C’est aujourd’hui que le Président de la République installe son C.N.R.
Ce sigle a une signification d’importance pour celles et ceux qui connaissent bien notre histoire des quatre-vingt dernières années. On ne mesure pas toujours ce que les Français doivent à ce CNR (Conseil National de la Résistance) créé en 1942-1943, en pleine occupation nazie par la Résistance française. Il s’agissait de mieux coordonner l’action menée par différents mouvements issus des partis politiques, des syndicats, mouvements de lutte et de défense contre le nazisme et le pétainisme. Il s’agissait aussi de préparer la France pour les lendemains de la guerre à partir d’un programme intitulé « Les jours heureux ». C’est ainsi que furent décidées de mesures qui constituent, aujourd’hui encore, notre système de protection sociale.
Utiliser ce sigle pour traiter non pas de la Résistance mais de la « refondation » est une de ces habiletés dont Monsieur MACRON est coutumier.

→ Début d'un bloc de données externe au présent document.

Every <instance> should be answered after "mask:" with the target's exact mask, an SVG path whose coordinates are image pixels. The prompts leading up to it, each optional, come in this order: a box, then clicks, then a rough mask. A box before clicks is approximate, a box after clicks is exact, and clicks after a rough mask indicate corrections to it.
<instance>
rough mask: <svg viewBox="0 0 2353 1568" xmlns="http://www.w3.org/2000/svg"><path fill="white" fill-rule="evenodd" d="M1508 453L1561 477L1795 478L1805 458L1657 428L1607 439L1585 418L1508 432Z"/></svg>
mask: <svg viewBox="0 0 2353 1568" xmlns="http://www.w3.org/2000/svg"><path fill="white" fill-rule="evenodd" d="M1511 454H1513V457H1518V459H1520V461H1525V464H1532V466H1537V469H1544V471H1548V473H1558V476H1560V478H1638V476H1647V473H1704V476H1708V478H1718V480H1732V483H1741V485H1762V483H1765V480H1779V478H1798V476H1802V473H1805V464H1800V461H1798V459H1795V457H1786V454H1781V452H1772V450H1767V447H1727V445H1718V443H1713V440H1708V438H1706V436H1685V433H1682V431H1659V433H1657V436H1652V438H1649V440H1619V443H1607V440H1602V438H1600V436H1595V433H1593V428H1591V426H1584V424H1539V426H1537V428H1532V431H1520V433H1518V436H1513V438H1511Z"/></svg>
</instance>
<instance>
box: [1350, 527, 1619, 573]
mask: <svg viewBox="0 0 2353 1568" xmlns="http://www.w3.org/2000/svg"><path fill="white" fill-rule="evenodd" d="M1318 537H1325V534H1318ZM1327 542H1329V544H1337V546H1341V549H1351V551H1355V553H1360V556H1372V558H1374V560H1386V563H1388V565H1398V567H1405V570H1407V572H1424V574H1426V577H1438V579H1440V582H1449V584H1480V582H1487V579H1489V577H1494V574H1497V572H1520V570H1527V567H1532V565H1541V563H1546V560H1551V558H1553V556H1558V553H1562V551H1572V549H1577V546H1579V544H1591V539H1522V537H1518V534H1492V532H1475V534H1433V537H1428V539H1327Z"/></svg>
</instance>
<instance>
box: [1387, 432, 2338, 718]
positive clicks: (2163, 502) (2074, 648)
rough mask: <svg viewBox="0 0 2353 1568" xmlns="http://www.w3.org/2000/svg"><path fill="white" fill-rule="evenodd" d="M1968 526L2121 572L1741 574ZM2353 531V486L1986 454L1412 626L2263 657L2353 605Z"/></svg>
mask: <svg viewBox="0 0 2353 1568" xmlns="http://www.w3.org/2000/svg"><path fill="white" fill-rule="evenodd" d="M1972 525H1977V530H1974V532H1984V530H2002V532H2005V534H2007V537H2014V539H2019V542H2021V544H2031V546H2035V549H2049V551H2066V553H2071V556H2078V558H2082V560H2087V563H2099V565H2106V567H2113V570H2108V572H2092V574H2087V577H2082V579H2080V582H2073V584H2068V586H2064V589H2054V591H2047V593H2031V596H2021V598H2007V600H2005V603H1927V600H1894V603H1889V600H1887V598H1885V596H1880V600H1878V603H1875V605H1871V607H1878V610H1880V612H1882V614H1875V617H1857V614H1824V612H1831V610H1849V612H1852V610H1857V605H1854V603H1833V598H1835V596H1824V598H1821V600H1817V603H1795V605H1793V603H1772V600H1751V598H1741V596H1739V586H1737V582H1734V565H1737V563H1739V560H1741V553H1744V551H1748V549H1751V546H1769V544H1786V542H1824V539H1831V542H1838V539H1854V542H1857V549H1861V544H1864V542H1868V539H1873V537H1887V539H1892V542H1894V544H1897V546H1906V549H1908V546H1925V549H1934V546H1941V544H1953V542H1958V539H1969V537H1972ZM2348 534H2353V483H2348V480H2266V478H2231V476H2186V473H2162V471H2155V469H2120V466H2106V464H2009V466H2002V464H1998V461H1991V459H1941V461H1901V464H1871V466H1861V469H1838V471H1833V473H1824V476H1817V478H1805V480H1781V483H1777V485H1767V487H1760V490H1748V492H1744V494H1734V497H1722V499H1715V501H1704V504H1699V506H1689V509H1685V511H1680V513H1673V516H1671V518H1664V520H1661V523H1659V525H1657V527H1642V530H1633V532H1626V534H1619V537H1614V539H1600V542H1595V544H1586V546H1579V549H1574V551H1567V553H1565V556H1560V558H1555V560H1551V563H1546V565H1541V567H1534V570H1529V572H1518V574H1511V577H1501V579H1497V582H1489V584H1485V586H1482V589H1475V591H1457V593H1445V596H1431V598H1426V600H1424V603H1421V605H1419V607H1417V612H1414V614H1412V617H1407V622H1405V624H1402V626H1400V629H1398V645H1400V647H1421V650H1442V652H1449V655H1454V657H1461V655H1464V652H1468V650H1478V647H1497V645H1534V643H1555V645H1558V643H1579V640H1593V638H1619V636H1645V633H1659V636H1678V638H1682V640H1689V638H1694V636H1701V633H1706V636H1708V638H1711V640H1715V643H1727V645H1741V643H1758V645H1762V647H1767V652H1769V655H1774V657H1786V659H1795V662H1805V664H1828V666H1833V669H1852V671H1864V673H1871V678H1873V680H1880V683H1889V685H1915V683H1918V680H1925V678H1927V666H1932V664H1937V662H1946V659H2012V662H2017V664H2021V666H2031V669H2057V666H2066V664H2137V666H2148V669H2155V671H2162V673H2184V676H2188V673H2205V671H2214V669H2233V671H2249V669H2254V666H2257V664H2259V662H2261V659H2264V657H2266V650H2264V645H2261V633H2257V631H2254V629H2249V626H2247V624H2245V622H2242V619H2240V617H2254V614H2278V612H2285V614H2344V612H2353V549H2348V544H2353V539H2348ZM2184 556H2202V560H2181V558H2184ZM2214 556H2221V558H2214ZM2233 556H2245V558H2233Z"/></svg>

Qu’il faille « refonder » est une évidence. Une société se doit de s’adapter en permanence aux évolutions du monde sauf à risquer de disparaître. De là à imaginer qu’en faisant du « brainstorming », c’est-à-dire du « remue-méninges » à grand renfort de publicité et de médiatisation, on résoudrait tous les problèmes, il y a un grand pas que le Parti Socialiste, avec d’autres, n’a pas voulu franchir.
On nous présente ce « gadget » comme une pratique de démocratie participative. Celle-ci est un élément important de l’action politique lorsqu’elle est engagée par des élus locaux, par des parlementaires, par des organisations politiques ou associatives. Le Chef de l’Etat, pour ce qui le concerne, dispose d’un gouvernement, d’une majorité parlementaire (même relative) qui peuvent l’informer de l’état de l’opinion et des besoins du pays. Il peut même écouter, sinon entendre, des propositions émanant de l’opposition.
Monsieur MACRON a déjà organisé, lors de son premier quinquennat, deux « concertations » du même genre. Ce fut le « grand débat » au lendemain de la crise des « gilets jaunes ». Ce fut la convention citoyenne pour le climat. Qu’en est-il sorti ? Pas grand-chose pour ne pas dire quasiment rien. La politique libérale du macronisme n’a en rien été changée ou même infléchie.
C’est dire qu’il y a de bonnes raisons d’être sceptique quant aux effets de ce C.N.R., modèle MACRON.
C’est vrai qu’il y a urgence à apporter des réponses pour l’éducation, la santé, les institutions, le dérèglement climatique, le désintérêt des citoyens pour la politique. Cela passe par l’affirmation d’une volonté politique sans faille pour assurer les changements nécessaires et indispensables. Cela passe aussi par la mise en œuvre de moyens, pas seulement financiers, pour rassurer nos concitoyens. Un récent sondage réalisé par un organisme sérieux et crédible, l’IFOP, a fait apparaître que 75 % des personnes interrogées sont inquiètes pour leur avenir. C’est du jamais vu.
Force est de constater que cinq mois après sa réélection, le Président de la République et le gouvernement qu’il a nommé n’ont pas réussi à établir le climat de confiance dont nous avons grand besoin.